BETTY: If you could be anything…anything at all…in the whole wide world, what would it be?

KENDRA: Alone.

And as Betty yearns to move forward and escape the shallows, Kendra drops anchor.

KENDRA: You never fish, Betty. And you don’t want to learn, either, you just want to sit there with your books and your papers and what not, and rearrange my life to make it fit yours in some magical futuristic happy place that exists where…I don’t know…in your mind, maybe? Meanwhile, I’m doing it. I’m taking part in the miraculousness of life, Betty. REAL LIFE. Where folks catch fish, rip their fucking guts out, and then eat ’em. And they don’t think twice about it, and you know why? Cuz it’s just fishin’!

Kendra refuses to change, to adapt.

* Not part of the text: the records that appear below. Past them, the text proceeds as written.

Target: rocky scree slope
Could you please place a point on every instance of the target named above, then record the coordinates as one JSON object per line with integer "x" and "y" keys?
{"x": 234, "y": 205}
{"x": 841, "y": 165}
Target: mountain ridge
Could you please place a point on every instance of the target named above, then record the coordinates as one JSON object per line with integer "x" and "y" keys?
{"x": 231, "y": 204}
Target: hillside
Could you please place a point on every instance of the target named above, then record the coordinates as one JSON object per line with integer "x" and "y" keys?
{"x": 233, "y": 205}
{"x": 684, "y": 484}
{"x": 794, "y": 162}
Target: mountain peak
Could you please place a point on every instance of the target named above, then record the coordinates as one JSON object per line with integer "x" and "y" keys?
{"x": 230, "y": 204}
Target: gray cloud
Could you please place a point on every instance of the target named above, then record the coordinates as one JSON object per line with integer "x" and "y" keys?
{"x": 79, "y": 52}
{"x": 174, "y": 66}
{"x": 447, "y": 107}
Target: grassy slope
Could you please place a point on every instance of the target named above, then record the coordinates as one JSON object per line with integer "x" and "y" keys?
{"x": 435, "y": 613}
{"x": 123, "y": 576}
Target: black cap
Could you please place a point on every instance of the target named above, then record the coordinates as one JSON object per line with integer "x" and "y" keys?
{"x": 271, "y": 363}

She is rooted in her heritage, adrift in the quiet waters of the Southern shore.

Cefaly’s South offers a grittier — yet gentler — view than the more romanticized plays of yesterday. And since Cefaly doesn’t trap her characters in the cultural customs of the South, they aren’t imprisoned by their Southern accents. Cefaly describes herself as a pragmatic and boldly states at the beginning of Blue Tick that these characters can actually be of most any age and ethnicity, giving the characters over to the shared nature of humanity and allowing the producing company ultimate flexibility with casting. Since the plots of the plays are sparse and not entrenched in the rituals of the Southern experience, their ingrained Southern Heritage becomes universal.

There are highways, diners, apartments, and shallow, still waters all across the diverse topography of America. Cefaly specializes in those from the South, but, in reality, they are everywhere, as are her characters, who face the universal choice between the fear of change or bearing the acceptance of a lifeless-but-reliable existence.